Term adoption probably related to HTFs and the only ~5 year ago widespread
recognition they started to get. Gotta call it something. Established players
jump on the term to show they're relevant.

------
7Figures2Commas
> To perform due diligence in New York, you need: audited financial
> statements, a certificate of good standing, bank account details, background
> checks, credit checks, and criminal records from each and every single
> executive. Essentially, getting a license in New York means a two-year
> financial colonoscopy in the 10th circle of hell.

I'm not a fan of overzealous regulation, and there is plenty of regulation in
financial services that is ridiculously overzealous, but it would be
interesting if the author provided specific proposals.

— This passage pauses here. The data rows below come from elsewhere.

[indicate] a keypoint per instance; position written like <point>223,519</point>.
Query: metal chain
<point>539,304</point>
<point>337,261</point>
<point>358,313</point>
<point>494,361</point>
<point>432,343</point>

I mean, is he really complaining that folks running a company handling
customer money need to have background checks?

> What’s worse is that the actions being penalized are rarely flagrant in
> nature — we’re not talking money laundering for cartels here but
> administrative oversights. For example, the failure to file an SAR, failure
> to train, or failure to implement policy.

Does the author believe a customer is going to be relieved that his or her
money has been put at risk (or lost) only because of "administrative
oversights"?

Again, there's a lot of overzealous regulation in financial services, but
there are also a lot of people trying to "innovate" in the market who clearly
don't fully recognize the responsibilities they have to their customers.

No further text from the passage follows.